By Bridget Goldschmidt, EnsembleIQ - 11/11/2016

One of the highlights of Progressive Grocer’s 10th annual Top Women in Grocery celebration was the Tips From the Top Panel Discussion, held during the Leadership Development portion of the day-long event. Moderated by PG Chief Content Editor Meg Major, the lively, informative panel consisted of best-selling author and inspirational speaker Robin Gerber (also the event’s keynote speaker); SpartanNash EVP and Chief Legal Officer Kathleen Mahoney; Albertsons Cos. EVP, Retail Operations Susan Morris; and KB Holding Inc. Chairman and CEO Judith A. Spires (who was later presented with the Trailblazer award for her pioneering efforts as a female retail executive).

The discussion got off to a substantive start with an incisive question from Major about lessons learned from past mistakes. Following topics included what women who feel “stuck in the pipeline” should do to advance themselves, workplace changes such as flexible work hours and more collaborative corporate cultures, and why some female bosses were perceived as unhelpful to women advancing through the ranks, which evoked particularly strong feelings from the panelists, Gerber was succinct in her counsel for women aspiring to leadership roles: “Don't be the awful female boss.”

When asked to give career advice to women, the panelists responded with gusto. “You’ve got to come to work with a great attitude,” urged Spires. “Energy and enthusiasm go a long way,” while skills can always be learned.
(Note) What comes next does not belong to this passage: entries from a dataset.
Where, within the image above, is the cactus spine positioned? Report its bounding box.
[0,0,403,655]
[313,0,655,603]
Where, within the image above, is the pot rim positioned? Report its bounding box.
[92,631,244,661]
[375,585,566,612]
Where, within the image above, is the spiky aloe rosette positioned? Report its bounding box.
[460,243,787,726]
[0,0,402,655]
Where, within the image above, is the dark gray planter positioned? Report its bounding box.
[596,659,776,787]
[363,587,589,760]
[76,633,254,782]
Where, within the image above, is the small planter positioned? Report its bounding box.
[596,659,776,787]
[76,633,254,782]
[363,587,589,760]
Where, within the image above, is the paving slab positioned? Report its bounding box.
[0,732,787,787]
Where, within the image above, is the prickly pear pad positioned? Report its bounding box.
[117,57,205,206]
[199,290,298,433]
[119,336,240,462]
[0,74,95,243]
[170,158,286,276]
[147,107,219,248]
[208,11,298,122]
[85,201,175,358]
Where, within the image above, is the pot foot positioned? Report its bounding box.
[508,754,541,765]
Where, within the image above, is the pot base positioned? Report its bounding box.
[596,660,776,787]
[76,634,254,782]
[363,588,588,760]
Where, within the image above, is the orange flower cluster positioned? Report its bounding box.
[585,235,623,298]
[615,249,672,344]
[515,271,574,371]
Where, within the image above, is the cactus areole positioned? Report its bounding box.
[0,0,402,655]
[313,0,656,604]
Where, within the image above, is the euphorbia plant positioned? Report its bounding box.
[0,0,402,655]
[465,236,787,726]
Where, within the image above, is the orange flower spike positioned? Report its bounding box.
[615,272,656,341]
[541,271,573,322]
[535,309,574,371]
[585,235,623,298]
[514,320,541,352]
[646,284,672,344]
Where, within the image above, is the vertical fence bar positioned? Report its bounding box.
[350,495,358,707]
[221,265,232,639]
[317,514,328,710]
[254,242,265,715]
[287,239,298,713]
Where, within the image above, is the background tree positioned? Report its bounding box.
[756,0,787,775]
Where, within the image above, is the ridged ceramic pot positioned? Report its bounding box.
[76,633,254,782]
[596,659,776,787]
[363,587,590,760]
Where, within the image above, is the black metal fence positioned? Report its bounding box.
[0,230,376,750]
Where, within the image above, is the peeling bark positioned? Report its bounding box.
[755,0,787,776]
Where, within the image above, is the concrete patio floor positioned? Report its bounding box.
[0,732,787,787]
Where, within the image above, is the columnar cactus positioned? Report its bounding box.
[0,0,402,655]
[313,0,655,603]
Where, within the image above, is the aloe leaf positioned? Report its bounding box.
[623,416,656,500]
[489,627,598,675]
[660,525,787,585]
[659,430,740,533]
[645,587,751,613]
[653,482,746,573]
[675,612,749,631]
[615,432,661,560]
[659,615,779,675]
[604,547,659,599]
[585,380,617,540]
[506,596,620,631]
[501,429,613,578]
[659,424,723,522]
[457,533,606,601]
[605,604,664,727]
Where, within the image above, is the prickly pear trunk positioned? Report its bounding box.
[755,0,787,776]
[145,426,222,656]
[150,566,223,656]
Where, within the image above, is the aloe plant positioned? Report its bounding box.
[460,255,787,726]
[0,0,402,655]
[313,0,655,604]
Her two recommendations: “Say yes to every opportunity” and “Always deliver results.”

Mahoney, meanwhile, told attendees not to fear failure. “Own your mistakes, but don’t let them define you,” she advised. “Move on.”

During the brief question-and-answer session that followed the panel discussion, when someone asked how to make companies more diverse, Morris responded: "At Albertsons we have a group of strong women who are working hard and engaging every executive to promote diversity. It's about finding people that want to drive change within your organization, then getting the resources they need and forming a group to promote that change."

Another audience member asked how women could surmount the remaining barriers between them and professional success. One answer, the panelists agreed, was events like Top Women in Grocery. “Don’t feel you don’t know anyone here,” said Spires. “We know everybody here.”